Four practices, four timescales, one compounding system.

This page explains why AI development environments fail when teams stop operating them — and how four recurring loops (reflection, health, assessment, cost) interlock to produce compound improvement.

The core claim

The infrastructure is not the product. The loops are the product.

Teams that run the loops with mediocre infrastructure outperform teams with brilliant infrastructure that never operate it.

The Four Loops

Loop	Command	Cadence	What it captures	What it feeds
Reflection	`/reflect`	Every session	Surprises, signals, constraints	AGENTS.md, HARNESS.md
Health	`/harness-health`	Monthly	Enforcement ratio, GC status, learning velocity	Snapshots, trends, badges
Assessment	`/assess`	Quarterly	Level, discipline scores, gaps, executable actions	Assessment docs, improvement plans
Cost	`/cost-capture`	Quarterly	Spend, tokens, model mix, budget status	MODEL_ROUTING.md, cost trends

Reflection — every session

Two minutes at the end of a coding session. What was surprising? What should future sessions know? Reflections are classified by signal type and, if they describe a failure, can be promoted to a constraint proposal immediately.

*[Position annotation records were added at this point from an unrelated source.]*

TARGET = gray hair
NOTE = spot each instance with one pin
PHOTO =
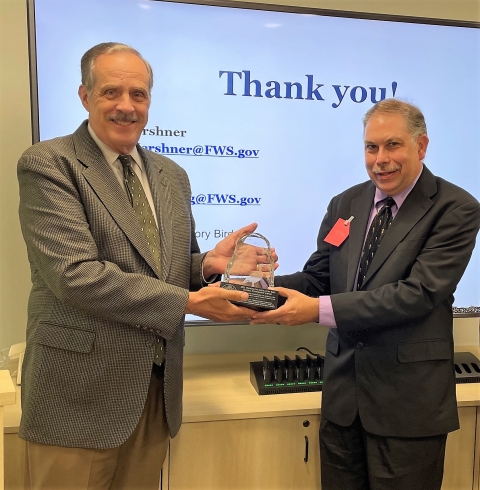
(87, 63)
(413, 115)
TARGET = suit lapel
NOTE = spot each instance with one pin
(360, 210)
(416, 205)
(106, 186)
(161, 193)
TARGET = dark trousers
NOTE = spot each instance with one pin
(353, 459)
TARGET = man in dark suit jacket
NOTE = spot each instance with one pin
(99, 401)
(388, 398)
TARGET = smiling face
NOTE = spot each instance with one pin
(392, 157)
(119, 101)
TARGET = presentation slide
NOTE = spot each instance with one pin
(264, 109)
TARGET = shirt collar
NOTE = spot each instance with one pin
(110, 155)
(399, 198)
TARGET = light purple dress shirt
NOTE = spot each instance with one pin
(326, 314)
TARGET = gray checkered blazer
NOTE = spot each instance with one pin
(96, 302)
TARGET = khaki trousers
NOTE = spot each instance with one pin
(135, 465)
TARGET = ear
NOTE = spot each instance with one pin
(83, 94)
(422, 144)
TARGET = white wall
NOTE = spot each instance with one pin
(15, 137)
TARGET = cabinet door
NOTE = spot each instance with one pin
(460, 453)
(253, 454)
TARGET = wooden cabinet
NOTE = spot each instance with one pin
(266, 453)
(460, 453)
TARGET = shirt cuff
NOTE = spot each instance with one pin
(326, 316)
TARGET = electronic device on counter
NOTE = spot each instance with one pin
(298, 375)
(287, 375)
(467, 368)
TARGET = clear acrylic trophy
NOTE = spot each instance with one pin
(246, 272)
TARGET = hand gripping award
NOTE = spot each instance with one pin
(253, 277)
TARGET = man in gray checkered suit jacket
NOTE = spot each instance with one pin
(96, 414)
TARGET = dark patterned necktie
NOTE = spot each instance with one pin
(375, 235)
(139, 202)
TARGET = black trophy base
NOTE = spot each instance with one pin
(258, 299)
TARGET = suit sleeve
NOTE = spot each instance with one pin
(432, 279)
(65, 258)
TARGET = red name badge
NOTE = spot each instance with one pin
(339, 232)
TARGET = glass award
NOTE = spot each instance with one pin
(251, 269)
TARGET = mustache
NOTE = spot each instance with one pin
(384, 169)
(122, 117)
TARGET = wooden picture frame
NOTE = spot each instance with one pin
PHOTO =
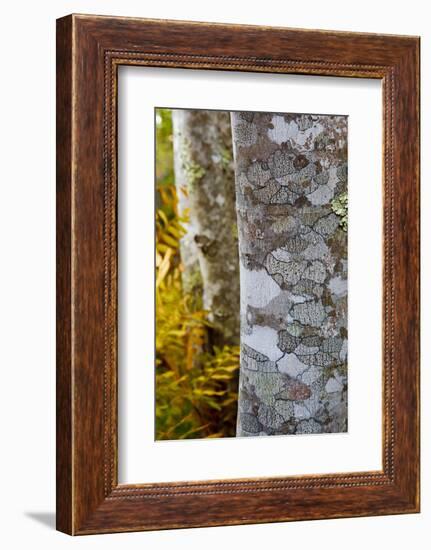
(89, 51)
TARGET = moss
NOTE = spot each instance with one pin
(340, 208)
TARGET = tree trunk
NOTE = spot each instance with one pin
(206, 188)
(291, 189)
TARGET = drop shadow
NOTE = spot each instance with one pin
(45, 518)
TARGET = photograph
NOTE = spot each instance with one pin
(251, 259)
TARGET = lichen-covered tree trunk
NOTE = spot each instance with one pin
(291, 185)
(206, 188)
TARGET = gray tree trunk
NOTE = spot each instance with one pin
(291, 185)
(206, 188)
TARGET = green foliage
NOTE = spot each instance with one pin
(193, 170)
(340, 207)
(196, 384)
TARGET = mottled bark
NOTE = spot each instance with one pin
(290, 171)
(205, 183)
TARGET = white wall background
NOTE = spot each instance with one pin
(27, 289)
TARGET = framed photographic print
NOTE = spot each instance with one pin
(237, 274)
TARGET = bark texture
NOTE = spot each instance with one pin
(291, 185)
(206, 189)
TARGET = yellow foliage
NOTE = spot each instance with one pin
(196, 387)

What happens if you skip it: every session starts from scratch. The AI forgets what you taught it yesterday. Without reflections, you are the only memory in the system.

Health — monthly

/harness-health reads your HARNESS.md, reflection log, agents, cost data, and previous snapshots. It computes enforcement ratio, learning velocity, and five meta-observability checks. Then it compares to last month.

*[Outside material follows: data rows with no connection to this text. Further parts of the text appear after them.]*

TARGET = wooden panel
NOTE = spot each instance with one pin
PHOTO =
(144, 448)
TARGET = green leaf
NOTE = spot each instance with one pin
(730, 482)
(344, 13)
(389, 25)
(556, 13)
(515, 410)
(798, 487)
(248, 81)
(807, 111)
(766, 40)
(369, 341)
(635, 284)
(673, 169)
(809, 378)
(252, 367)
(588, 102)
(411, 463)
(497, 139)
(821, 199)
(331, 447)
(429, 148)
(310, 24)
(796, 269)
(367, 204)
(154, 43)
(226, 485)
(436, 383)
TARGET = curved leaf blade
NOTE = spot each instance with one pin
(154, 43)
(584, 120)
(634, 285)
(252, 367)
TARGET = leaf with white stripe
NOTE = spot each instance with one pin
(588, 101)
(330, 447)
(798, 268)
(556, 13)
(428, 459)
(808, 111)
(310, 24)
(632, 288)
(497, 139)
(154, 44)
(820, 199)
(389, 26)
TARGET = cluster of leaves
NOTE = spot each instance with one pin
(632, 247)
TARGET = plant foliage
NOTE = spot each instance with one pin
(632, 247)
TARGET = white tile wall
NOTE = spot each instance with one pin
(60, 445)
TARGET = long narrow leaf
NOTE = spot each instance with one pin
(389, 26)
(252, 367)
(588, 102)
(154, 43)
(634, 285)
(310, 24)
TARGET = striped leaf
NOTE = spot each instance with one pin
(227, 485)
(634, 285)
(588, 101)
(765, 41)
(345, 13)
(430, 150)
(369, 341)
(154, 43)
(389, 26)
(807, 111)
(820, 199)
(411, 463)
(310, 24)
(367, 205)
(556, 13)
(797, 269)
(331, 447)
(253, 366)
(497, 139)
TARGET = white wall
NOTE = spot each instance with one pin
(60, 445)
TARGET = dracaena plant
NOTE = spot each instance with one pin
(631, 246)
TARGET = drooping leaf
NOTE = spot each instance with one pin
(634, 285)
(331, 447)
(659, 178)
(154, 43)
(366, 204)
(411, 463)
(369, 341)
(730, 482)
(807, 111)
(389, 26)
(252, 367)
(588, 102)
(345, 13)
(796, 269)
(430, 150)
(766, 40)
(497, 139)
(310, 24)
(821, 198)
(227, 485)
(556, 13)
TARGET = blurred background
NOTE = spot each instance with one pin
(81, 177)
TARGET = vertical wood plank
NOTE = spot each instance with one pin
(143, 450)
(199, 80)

What happens if you skip it: drift goes unnoticed. Constraints that broke during a CI upgrade stay broken. Your harness runs at 80% and you think it’s at 100%.

Assessment — quarterly

/assess scans the repo for evidence, scores across three disciplines, and acts — fixing stale counts, proposing workflow changes, and mapping every gap to the specific command that closes it.

What happens if you skip it: you lose your position. You think you’re Level 3 because you were Level 3 last quarter. Without assessment, you’ll never know.

Cost — quarterly

/cost-capture walks through provider dashboards, records spend, token volumes, and model mix. Compares to previous quarter. Proposes routing changes via MODEL_ROUTING.md.

What happens if you skip it: you either overspend without knowing or under-invest because nobody has evidence the spend is worth it.

How they interlock

The four loops are not independent practices. The output of each becomes the input of another.

Reflections surface gaps. Assessment confirms them. Three reflections noting the AI ignores error handling → quarterly assessment identifies the gap formally → improvement plan promotes the convention to an agent-backed constraint.
Health snapshots track whether improvements stuck. Assessment recommends promoting constraints → health snapshots show enforcement ratio rising → the next assessment sees stable evidence and scores higher.
Cost data informs model routing. Routing affects quality. Quality affects reflections. Cost snapshot reveals frontier model spending on boilerplate → route to standard model → reflections capture whether quality held → next cost snapshot proves the savings.

Literacy level connection

Each literacy level requires different loops to sustain it:

Level 2 (Verification): CI either runs or it doesn’t. Self-sustaining through automation.
Level 3 (Habitat Engineering): Requires /reflect and /harness-health as ongoing practices. Without them, the habitat decays.
Level 4 (Specification Architecture): /assess becomes critical — are specs driving implementation or written after the fact?
Level 5 (Sovereign Engineering): All four loops plus portfolio view. Governance requires data.

The portfolio view

/portfolio-assess aggregates across repos. Three things become visible at portfolio scale:

Shared gaps — when five of eight repos have no reflection practice, that’s one organisational problem, not eight repo problems.
Outliers — one repo at Level 4 while the rest sit at Level 2. What are they doing differently?
Stale assessments — a repo assessed six months ago is a repo where you’re guessing.

The portfolio dashboard turns this into a self-contained HTML file that makes the loops visible to leadership.